A shiny new set of pistons accompanied the cylinder barrel on its return, but hang on a minute… what’s this? They don’t look like the pistons that came out of the engine. The new ones are flat-topped; the old ones were considerably domed. And the new wrist pins feel excessively tight in the rod bushes. So it’s on the phone to Les Emery (who is getting used to hearing ‘Hello, Les, it’s Jim from California’). Not to worry, says Les; the flat-topped units are correct. Some previous owner had ‘needlessly’ (Les’s opinion) opted to up the compression ratio, so I’m happy to hear that I’m taking things back to original. And the tight fit is common with new parts, he says, and a quick pass or two at the bushes with an adjustable reamer (which, way hey, I just happen to own) would have things right… and right he was.
Time now to fit the re-bored and re-finished barrel (the usual lovely level of work from Norvil) down onto the pistons. This, of course, requires special precision tools; two Jubilee clips and a small length of lumber. Cost: $4 (though over here, one asks for ‘hose clamps’: saying ‘Jubilee clips’ gets you a blank look down at the local DIY center.) But first there’s a paper gasket that goes under the barrel, which fits… none too well.
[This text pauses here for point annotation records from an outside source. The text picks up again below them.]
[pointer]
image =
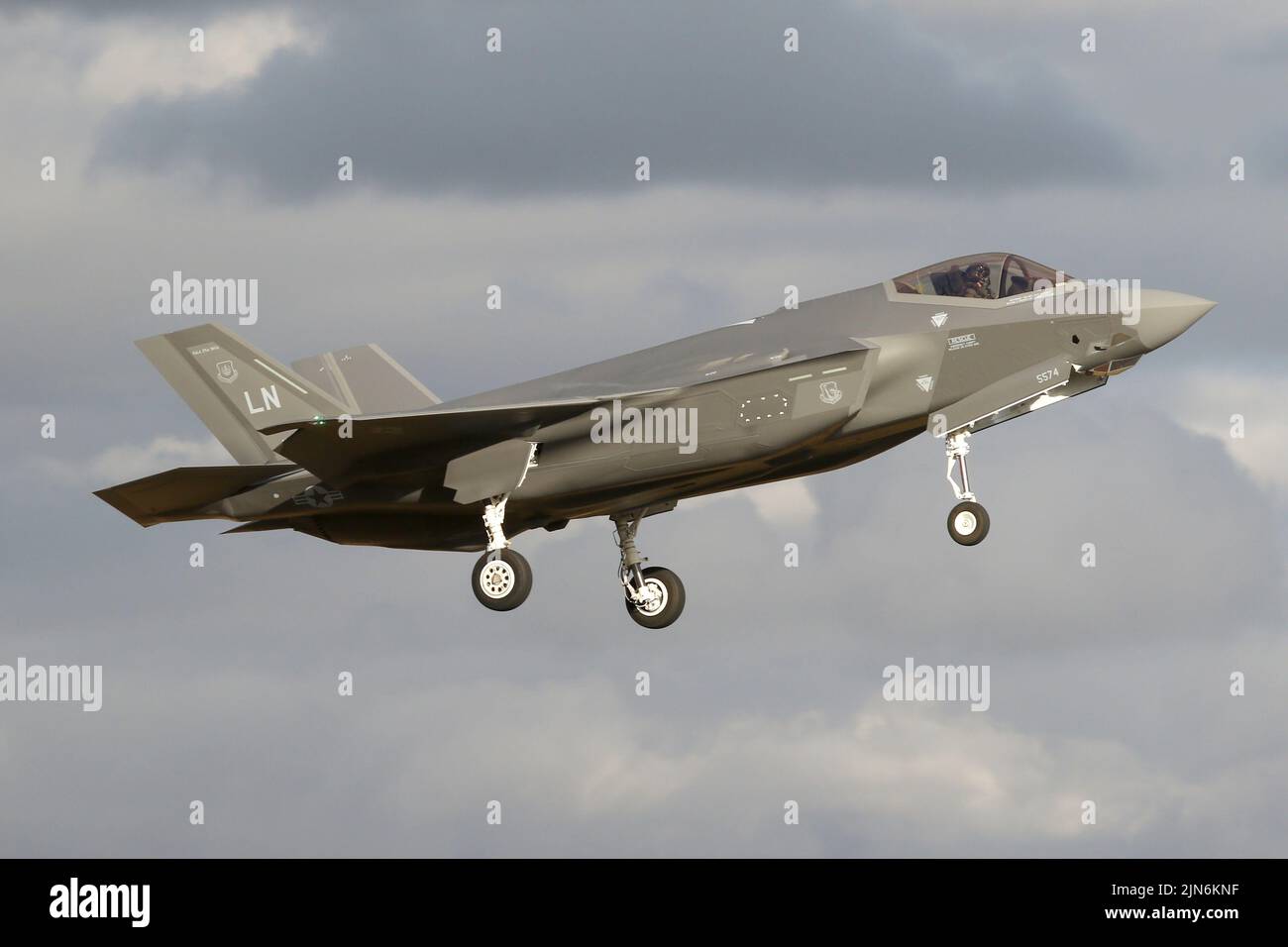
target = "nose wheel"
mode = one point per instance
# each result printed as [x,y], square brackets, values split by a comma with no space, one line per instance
[967,521]
[655,595]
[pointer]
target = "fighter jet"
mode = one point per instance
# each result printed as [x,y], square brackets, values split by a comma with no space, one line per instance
[349,447]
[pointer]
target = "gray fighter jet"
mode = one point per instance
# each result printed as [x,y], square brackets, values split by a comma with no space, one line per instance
[349,447]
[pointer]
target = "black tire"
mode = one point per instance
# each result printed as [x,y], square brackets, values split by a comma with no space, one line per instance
[967,523]
[673,599]
[506,582]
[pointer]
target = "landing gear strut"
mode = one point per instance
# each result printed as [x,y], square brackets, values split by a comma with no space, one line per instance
[655,595]
[501,579]
[967,521]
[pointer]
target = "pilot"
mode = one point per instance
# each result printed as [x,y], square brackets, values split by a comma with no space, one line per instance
[977,281]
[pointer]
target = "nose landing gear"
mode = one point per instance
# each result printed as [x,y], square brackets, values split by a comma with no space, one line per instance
[655,595]
[967,521]
[501,579]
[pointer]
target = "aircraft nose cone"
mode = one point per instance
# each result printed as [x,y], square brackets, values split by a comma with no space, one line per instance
[1164,315]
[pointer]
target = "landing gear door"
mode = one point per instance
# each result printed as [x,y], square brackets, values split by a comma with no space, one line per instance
[1016,394]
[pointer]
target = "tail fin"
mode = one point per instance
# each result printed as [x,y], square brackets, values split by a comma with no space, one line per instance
[368,380]
[235,388]
[183,492]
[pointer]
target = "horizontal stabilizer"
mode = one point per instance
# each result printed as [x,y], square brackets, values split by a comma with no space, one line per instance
[180,493]
[320,447]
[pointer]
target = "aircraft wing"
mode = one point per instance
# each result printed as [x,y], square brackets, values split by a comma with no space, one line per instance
[446,433]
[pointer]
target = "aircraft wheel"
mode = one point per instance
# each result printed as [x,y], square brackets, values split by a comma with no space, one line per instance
[668,602]
[967,523]
[501,579]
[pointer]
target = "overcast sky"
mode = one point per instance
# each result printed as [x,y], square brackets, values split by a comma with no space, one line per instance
[812,169]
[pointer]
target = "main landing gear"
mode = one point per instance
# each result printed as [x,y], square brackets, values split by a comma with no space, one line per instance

Is this a pattern part problem (not sure of the source of the gasket set) or is it an age problem?
All papers have a grain, and will in time shrink, more in the direction of the grain than across it. Since the gasket seems to fit fine side to side but comes up short in lining up its holes with the studs in the fore and aft direction, I’m inclined to suspect shrinkage. After all, there’s no way to know how old this gasket set really is, but odds are it wasn’t punched out last week. A little work with an X-Acto knife to elongate the holes slightly in the necessary fore/aft direction has the gasket laying flat without tears, or tears (wordplay!). There’s an oil return hole in the crankcase that must match up with the corresponding hole in the gasket, which it does… almost. X-Acto, please, nurse.
Time for the barrel. What would seem the most daunting part of this operation, lowering the barrel onto the pistons, in fact turns out to be the easiest, as it smoothly and obligingly settles over the rings; off come the Jubilee clips, away goes the length of lumber, and the barrel settles over the crankcase studs as nice as you please. Well, we have to get lucky once in a while, don’t we? On go the lovely stainless steel nuts, and I quickly position the timing cover and cylinder head for a ‘progress to this point’ photo. Goodness, this is actually starting to resemble a motorcycle engine. I may have to treat myself to the fish and chips at the Rose and Crown, our ‘authentic’ British restaurant here in Santa Clarita.